Hello, I have run out of room on my computer (Macbook Pro) and need to figure out what to do. I was interested in using the new Lightroom cloud but I can't print from it (I'm a scrapbooker and print most of my pics). That's a deal breaker for me. I have 1 catalog with all my photos organized by year/month/event. I do most of my edits in LR (rarely use Photoshop) and then use their print capabilities. I don't know if I should separate the catalog into 2 year increments and keep old years on an external drive, or use a cloud based storage, like Google Photos, or set up my own home cloud system. Help! Thanks in advance!


----------



## John Little (Dec 23, 2017)

The catalog is basically a database, which stores info about your actual photo files. One crucial piece of info is where the files are on your computer (or on an external HD). Importantly, the files do not all need to be stored in the same place. All LR needs to know is where each file is located. So, for instance, you could move your older photos (or ones you don't use so often) to an EHD, and tell LR where they are now located. The experts will probably tell you that it's best to move them using LR.


----------



## Vicki Tashman (Dec 23, 2017)

John Little said:


> The catalog is basically a database, which stores info about your actual photo files. One crucial piece of info is where the files are on your computer (or on an external HD). Importantly, the files do not all need to be stored in the same place. All LR needs to know is where each file is located. So, for instance, you could move your older photos (or ones you don't use so often) to an EHD, and tell LR where they are now located. The experts will probably tell you that it's best to move them using LR.
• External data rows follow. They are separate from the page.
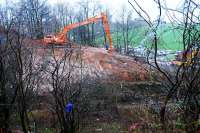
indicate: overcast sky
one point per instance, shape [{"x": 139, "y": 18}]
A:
[{"x": 115, "y": 6}]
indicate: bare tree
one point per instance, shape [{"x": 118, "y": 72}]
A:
[{"x": 182, "y": 82}]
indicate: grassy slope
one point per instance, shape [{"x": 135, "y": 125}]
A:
[{"x": 169, "y": 38}]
Thank you John! A friend suggested this to me today, but I was confused about the catalog. So I can keep all photos in the same catalog and then move the older ones? I've never done this before. Do I select all photos in each folder and then have LR move them? Thanks so much for your help.


----------



## John Little (Dec 23, 2017)

Vicki Tashman said:


> Thank you John! A friend suggested this to me today, but I was confused about the catalog. So I can keep all photos in the same catalog and then move the older ones? I've never done this before. Do I select all photos in each folder and then have LR move them? Thanks so much for your help.
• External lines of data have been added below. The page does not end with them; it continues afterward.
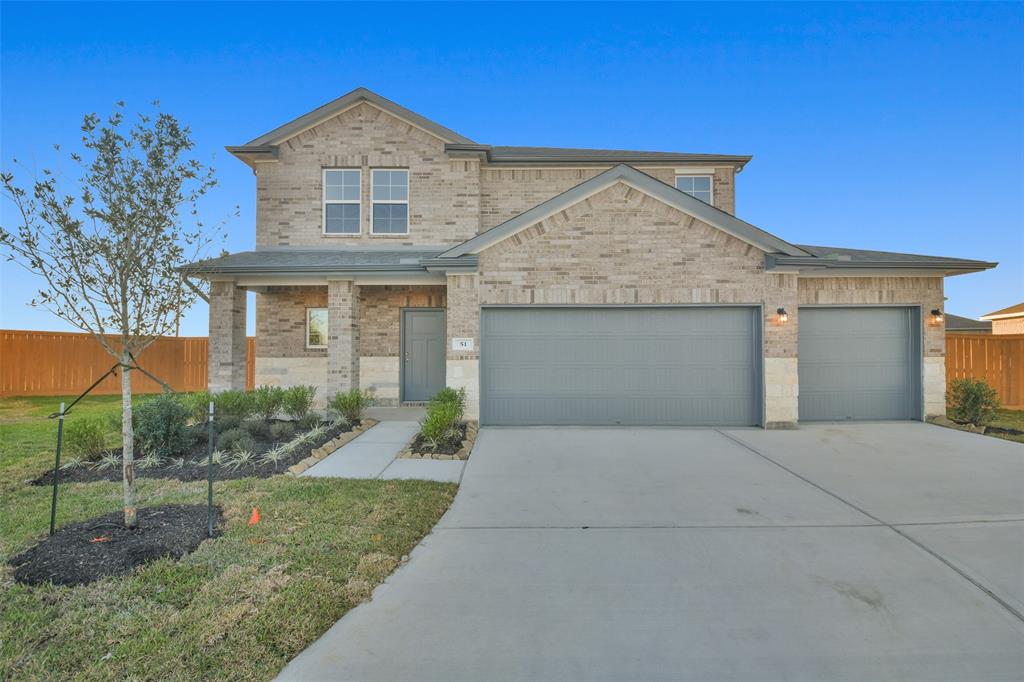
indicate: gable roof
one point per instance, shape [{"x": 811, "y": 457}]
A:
[
  {"x": 1006, "y": 313},
  {"x": 332, "y": 109},
  {"x": 264, "y": 147},
  {"x": 862, "y": 259},
  {"x": 348, "y": 260},
  {"x": 960, "y": 324},
  {"x": 643, "y": 182},
  {"x": 562, "y": 155}
]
It's crucial to understand the difference between the catalog and the photos themselves. The catalog doesn't contain the photos, it contains information about them. Some of this info is "metadata", some is the location of the actual photos, some is a description of the edits you have done in the Develop module. There may be others. But as I said the catalog is a database about the photos. Most critically, if you back up the catalog (as is recommended) you are not backing up the photos themselves. See Lightroom Top 10 Gotchas (or stuff you wish you'd known when you started) for more details.

Victoria's book on LR (Shop | The Lightroom Queen) gives very clear directions on how to move the photos. I'll defer to her instead of copy-and-pasting her work. She explains that you can either move them using the operating system (I don't do Mac's but I assume you know how) then tell LR where they are now, or do simple drag-and-drop operations within LR. I'd look at her book or other sources for more lucid and authoritative explanations than I can give. Also I don't want to get it wrong and lead to a disaster on your end!


----------



## Vicki Tashman (Dec 23, 2017)

John Little said:


> It's crucial to understand the difference between the catalog and the photos themselves. The catalog doesn't contain the photos, it contains information about them. Some of this info is "metadata", some is the location of the actual photos, some is a description of the edits you have done in the Develop module. There may be others. But as I said the catalog is a database about the photos. Most critically, if you back up the catalog (as is recommended) you are not backing up the photos themselves. See Lightroom Top 10 Gotchas (or stuff you wish you'd known when you started) for more details.
> 
> Victoria's book on LR (Shop | The Lightroom Queen) gives very clear directions on how to move the photos. I'll defer to her instead of copy-and-pasting her work. She explains that you can either move them using the operating system (I don't do Mac's but I assume you know how) then tell LR where they are now, or do simple drag-and-drop operations within LR. I'd look at her book or other sources for more lucid and authoritative explanations than I can give. Also I don't want to get it wrong and lead to a disaster on your end!




Thanks so much!! I'll check her out. I appreciate your help.


----------



## PhilBurton (Dec 23, 2017)

John Little said:


> The catalog is basically a database, which stores info about your actual photo files. One crucial piece of info is where the files are on your computer (or on an external HD). Importantly, the files do not all need to be stored in the same place. All LR needs to know is where each file is located. So, for instance, you could move your older photos (or ones you don't use so often) to an EHD, and tell LR where they are now located. The experts will probably tell you that it's best to move them using LR.


Actually to Vicki,

Lucy,  first look at your MacBook Pro to see what are the fastest connector options available.  Then get an external hard disk with a connector for that connector.  External disks are getting cheaper all the time, so "spend a little" to get a disk that holds well more than your immediate library of images.  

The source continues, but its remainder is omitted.